My family came back to Manila on November 15, but on November 28, I got a call at 4:00 a.m. and I was told that my sibling committed suicide. Looking at all these three events that happened in my life, I could only cry my heart to the Lord, “Lord, I just give it all to You. I cannot handle it anymore. You are the only One that sustains me. You know that I love You. I do not know Your plans, Your reasons for allowing these things, but I can never, never question You.” I know that the Lord never makes mistakes. He has a plan for each event in our lives for our good. At that time, all that I knew was that God was a living God.
In all, God has always been our Provider, our Comforter, our Encourager and our Refuge. I know that I have undergone a lot of pain, a lot of failures and disappointments, but I did not see them. All I saw was the love of God, and God’s character has never changed.

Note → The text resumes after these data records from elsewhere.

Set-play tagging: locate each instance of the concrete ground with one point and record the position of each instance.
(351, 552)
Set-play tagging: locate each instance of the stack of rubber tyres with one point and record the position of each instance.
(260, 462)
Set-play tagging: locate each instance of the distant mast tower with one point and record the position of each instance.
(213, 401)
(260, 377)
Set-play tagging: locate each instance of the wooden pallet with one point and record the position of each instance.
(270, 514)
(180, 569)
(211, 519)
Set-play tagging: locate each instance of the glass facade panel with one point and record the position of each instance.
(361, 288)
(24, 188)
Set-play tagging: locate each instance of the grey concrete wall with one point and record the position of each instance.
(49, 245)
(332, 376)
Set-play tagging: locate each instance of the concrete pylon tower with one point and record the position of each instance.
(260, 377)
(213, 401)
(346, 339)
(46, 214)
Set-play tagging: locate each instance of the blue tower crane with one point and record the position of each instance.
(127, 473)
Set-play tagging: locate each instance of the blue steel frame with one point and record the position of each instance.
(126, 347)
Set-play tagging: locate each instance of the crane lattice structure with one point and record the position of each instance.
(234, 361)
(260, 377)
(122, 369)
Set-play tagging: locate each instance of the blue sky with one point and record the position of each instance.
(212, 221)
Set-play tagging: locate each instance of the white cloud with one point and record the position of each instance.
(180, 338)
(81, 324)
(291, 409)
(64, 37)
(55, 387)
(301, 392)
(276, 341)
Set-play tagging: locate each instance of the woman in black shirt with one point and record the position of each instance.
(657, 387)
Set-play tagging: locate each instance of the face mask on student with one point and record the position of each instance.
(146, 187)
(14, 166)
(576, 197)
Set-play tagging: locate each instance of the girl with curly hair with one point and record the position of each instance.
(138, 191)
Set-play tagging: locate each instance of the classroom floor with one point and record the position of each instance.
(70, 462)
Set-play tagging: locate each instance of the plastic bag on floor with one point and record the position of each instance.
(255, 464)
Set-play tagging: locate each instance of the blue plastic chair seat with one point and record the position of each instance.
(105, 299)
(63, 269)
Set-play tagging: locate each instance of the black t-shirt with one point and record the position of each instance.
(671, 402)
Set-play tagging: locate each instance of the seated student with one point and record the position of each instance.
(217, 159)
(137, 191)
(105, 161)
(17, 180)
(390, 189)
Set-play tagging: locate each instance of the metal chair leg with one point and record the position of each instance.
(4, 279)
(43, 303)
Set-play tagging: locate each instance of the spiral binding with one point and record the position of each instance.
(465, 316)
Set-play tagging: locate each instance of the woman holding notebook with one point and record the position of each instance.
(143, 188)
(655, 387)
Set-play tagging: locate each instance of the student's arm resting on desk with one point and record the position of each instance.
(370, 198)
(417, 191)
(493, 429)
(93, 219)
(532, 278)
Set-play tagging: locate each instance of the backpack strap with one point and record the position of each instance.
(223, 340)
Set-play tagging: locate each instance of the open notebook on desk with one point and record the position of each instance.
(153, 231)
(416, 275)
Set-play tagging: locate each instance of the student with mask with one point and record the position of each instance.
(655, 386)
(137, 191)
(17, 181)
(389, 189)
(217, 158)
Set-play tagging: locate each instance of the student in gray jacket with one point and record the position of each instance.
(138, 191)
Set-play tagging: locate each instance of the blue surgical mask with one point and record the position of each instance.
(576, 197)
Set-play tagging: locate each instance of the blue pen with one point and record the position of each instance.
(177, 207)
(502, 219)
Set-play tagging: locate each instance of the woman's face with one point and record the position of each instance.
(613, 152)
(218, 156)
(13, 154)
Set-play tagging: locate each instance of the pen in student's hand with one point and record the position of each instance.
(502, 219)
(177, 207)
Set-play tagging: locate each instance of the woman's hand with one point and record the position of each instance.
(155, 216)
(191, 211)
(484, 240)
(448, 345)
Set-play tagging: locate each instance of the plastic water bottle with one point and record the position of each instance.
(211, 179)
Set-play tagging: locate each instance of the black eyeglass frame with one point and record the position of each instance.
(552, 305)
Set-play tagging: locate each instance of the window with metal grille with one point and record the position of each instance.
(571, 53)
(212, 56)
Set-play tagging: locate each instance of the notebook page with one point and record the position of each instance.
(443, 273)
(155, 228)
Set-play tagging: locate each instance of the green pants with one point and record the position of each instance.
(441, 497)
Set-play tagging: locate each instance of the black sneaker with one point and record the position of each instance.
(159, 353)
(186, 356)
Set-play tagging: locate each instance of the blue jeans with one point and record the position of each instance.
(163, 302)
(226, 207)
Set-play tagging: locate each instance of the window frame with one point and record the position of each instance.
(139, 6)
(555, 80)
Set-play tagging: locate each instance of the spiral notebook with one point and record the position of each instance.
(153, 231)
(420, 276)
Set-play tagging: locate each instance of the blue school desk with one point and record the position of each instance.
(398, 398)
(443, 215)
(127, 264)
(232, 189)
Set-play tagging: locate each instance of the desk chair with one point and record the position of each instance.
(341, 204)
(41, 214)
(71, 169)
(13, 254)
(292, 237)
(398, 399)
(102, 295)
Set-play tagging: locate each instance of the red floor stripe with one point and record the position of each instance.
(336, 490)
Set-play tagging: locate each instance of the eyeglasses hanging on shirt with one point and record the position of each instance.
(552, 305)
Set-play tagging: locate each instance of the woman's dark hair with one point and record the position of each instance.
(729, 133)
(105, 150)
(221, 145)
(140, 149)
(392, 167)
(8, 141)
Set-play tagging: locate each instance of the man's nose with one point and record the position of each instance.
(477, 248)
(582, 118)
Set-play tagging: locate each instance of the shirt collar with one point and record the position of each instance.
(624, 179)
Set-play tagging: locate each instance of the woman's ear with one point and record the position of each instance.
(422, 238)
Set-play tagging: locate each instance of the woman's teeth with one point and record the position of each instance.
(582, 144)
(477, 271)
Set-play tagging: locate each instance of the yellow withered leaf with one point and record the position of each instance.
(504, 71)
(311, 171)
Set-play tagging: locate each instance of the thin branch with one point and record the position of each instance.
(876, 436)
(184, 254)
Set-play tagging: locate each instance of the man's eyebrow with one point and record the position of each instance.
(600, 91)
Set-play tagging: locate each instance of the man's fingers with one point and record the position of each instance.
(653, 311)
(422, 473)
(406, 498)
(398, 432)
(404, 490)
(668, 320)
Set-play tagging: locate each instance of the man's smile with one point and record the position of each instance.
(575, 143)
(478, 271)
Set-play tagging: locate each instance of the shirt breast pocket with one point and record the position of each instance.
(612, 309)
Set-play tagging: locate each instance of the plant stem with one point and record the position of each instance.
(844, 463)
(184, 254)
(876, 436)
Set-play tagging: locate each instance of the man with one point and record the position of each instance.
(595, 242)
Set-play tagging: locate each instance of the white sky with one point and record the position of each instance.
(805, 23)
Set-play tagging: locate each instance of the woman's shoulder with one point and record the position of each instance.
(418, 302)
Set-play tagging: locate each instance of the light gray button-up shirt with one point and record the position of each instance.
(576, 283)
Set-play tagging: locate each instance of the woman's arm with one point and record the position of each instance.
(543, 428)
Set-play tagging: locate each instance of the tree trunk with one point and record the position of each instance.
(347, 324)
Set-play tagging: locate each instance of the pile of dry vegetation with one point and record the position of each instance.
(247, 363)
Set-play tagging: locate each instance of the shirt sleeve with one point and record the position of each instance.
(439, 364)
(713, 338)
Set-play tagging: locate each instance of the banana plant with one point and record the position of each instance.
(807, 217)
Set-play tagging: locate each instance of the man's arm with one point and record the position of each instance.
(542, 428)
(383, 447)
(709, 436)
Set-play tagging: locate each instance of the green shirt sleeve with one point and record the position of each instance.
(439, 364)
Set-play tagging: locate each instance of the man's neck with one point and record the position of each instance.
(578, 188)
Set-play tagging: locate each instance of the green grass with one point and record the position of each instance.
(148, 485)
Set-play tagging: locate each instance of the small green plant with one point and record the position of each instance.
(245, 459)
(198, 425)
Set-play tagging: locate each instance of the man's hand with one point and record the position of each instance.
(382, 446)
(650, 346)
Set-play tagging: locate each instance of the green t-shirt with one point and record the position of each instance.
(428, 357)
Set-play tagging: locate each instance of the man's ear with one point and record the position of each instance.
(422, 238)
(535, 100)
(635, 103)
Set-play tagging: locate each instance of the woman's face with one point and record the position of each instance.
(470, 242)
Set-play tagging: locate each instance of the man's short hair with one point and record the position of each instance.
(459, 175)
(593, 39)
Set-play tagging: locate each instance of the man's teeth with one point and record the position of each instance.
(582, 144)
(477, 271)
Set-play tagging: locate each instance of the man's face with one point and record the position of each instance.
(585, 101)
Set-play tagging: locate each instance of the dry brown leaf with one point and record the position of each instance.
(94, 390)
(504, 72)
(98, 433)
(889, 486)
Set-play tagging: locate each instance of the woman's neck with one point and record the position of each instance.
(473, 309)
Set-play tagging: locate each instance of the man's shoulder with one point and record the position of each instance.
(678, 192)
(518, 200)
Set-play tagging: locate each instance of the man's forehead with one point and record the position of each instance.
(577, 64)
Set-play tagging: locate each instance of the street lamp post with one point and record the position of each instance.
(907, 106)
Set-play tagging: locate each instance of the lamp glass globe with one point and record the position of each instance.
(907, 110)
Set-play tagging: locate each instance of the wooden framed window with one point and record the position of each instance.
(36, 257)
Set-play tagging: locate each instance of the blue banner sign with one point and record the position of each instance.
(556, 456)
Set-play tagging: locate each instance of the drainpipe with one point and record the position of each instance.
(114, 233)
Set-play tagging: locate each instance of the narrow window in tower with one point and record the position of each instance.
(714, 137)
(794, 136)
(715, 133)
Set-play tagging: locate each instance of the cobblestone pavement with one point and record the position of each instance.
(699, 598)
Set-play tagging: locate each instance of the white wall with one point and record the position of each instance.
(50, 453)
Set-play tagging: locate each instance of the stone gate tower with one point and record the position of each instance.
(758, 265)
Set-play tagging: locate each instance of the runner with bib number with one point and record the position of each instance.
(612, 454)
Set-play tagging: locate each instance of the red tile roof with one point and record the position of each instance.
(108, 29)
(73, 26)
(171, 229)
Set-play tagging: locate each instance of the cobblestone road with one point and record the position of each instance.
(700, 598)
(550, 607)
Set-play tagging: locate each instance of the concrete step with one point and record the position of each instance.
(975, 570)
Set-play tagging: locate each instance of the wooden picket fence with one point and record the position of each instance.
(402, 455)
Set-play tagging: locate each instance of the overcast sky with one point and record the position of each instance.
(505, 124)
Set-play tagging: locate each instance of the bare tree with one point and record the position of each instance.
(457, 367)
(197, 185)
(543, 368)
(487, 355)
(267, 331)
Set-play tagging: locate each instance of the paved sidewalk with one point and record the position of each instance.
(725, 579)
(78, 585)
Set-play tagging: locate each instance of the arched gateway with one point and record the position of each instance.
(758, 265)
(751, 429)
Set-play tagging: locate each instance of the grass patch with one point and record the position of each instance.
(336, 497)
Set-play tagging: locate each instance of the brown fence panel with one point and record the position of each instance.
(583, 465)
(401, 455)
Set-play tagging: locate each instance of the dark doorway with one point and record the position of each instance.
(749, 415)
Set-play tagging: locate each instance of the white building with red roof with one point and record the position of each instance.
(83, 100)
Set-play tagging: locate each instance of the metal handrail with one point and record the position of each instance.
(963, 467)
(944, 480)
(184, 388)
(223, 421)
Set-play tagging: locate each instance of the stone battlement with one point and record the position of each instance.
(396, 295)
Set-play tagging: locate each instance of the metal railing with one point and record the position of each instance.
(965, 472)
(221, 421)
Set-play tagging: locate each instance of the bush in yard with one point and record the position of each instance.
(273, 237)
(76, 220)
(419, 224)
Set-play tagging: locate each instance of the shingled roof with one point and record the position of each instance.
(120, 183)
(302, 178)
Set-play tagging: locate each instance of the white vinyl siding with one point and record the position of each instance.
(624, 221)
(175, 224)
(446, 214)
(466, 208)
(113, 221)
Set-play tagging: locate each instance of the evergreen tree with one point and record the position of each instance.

Four years later, my husband, Stuart, had a heart attack. I don’t know if this is something unique in me because when there is danger, I am oblivious to it. I just have this peace in my heart that everything was going to be alright. I was told by the doctors that Stu would need to go angioplasty. I received the diagnosis with the cost of the procedure at the back of my mind. All I knew was that I will text the Church for prayers.
After 24 hours, as Stu was in the ICU, the doctor said to me, “You could have lost your husband if you were delayed in bringing him in by ten minutes. Mabuti na lang magaling kami, alert kami, at nagawa naming ng paraan.” In my mind, I knew that it was the hand of God, and they were used by God to rescue my husband. After fourteen days, our bill was Php 800,000. I asked the Lord where we would get it. The Lord told me not to worry, the Church is there. All of you, every part of the bill that was paid for came from all of you. I said, “I will never leave this Church no matter what happens,” because this is where I would get my strength.
When something happened in the Church last 2014, I continued with my business of serving the Lord. Now, that we live within the Church premises, I am thankful to God for it.
These things that happened in my life are not spectacular, but the grace, the love, and power of God has been ever present. In every small thing that transpired in my family, the Lord never left us. Stu had another heart attack and my children are all going to school. I cannot say that we are okay, and we might be facing humongous challenges in our life, but I said to the Lord, “Lord, You are not done with me yet. If You have been faithful to me, I know that You will never leave me or forsake me.” I did not waiver in my faith and I continued to serve the Lord.
I asked myself and the Lord, “Lord, why am I a Medical Technologist? What is its use?” I was used for the COTK members to have their blood examined. Not all that we plan is what transpires in our lives. It is the Lord who calls the shots. We are just obeying His instructions to us, so let us do our part. My desire is that whatever happens in our lives, even if we change, and even if men will fail us, the Lord will never fail us nor leave us nor forsake us. As long as I live, I desire to serve Him and that my passion will be passed on to my children, so that whatever talents and abilities they have, it will also be offered to the Lord.
Our lives are not ours; our families are not ours. It is not what we have, but the heart attitude behind what we have is what matters. Most importantly, all the glory is to God. I may die today, but my Lord is very much alive.